Tortoises are often kept alone as a pet. But what is a group of tortoises known as when they do come together collectively? I spent some time researching to find out!
So, what is a group of tortoises called? A group of tortoises is called a creep. Although, tortoises are mostly solitary in nature and rarely come together as a group. It is only during mating season, or when coming together near a source of food or water, that they are known to really do so.
Let us now take a closer look at why these reptiles have such a fascinating group name before we look at some other important terminology used for tortoises.
It may very well come in handy if you currently, or are ever looking to own one!
Why Is A Group Of Tortoises Called A Creep?
‘Creep’ is certainly an interesting word.
In fact, looking into the origins and why tortoises are known by this term is actually quite a challenging one.
Thankfully, with a bit of digging and research, we can start to see why.
The Executive Director at the Tortoise Group (a non-profit organization set up to educate and improve the welfare of wild desert tortoises), had this to say:
“It’s a bale for turtles and a creep for tortoises. I am sure they could have come up with a better name!”
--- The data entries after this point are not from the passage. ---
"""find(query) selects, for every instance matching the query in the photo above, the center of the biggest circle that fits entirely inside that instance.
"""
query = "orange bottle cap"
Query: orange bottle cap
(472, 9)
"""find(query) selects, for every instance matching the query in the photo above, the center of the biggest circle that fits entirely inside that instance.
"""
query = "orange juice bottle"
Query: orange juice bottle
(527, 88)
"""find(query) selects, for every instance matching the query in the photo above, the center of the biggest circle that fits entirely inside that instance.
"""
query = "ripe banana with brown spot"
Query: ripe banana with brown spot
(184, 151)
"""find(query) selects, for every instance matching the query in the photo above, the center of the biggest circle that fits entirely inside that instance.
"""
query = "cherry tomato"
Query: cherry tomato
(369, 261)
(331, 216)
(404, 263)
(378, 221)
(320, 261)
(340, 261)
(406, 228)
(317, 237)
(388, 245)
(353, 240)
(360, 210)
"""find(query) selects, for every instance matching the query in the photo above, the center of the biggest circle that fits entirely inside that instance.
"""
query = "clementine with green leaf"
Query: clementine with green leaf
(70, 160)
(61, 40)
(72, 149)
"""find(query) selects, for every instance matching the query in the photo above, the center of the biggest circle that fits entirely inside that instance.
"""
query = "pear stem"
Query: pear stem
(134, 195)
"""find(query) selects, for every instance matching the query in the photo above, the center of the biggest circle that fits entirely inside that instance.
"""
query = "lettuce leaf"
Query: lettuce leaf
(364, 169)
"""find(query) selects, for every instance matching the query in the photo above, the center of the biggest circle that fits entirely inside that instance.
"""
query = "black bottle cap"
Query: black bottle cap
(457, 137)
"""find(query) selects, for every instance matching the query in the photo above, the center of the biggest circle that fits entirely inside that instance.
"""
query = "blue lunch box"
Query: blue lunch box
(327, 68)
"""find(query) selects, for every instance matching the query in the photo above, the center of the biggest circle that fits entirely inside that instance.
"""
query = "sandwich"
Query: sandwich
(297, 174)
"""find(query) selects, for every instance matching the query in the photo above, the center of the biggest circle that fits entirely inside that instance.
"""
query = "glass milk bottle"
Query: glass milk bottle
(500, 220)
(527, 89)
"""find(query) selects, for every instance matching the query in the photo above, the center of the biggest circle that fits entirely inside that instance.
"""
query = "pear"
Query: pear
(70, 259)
We can then of course, start to borrow terms from other disciplines.
Take Geology for example, where a ‘creep’ is defined as a ‘very slow moving mass’.
That would make sense too.
But there is an important point to make here.
The actual application of the term ‘creep’ to tortoises, does appear to be somewhat open to debate.
As a collective noun, it is difficult to find out exactly when the term ‘creep’ was first used, how, or even, why.
Nevertheless, it is logical to apply the term in its more logical, and literal sense.
Tortoises creep slowly, and the meaning of creep according to the Oxford dictionary is:
“Move slowly and carefully in order to avoid being heard or noticed.”
It does make sense.
Even if not all naturalists, scientists or the general public do currently use it.
Do Tortoises Live In Groups?
Tortoises do not live in groups; instead being solitary reptiles by nature.
And while there are 49 different species of tortoise, all of which are drastically different in terms of size, appearance, and even diet; they do commonly share this one particular trait..
They prefer to live alone.
Even a hatchling (baby tortoise), will typically start out life on its own, and will continue to do so.
In some species, some mothers may protect the nest momentarily – but they soon diverge and continue there with their own lives.
Tortoises, just as is the case with many other reptiles, have not evolved to require companionship.
They are perfectly willing and able to live on their own terms in the wild.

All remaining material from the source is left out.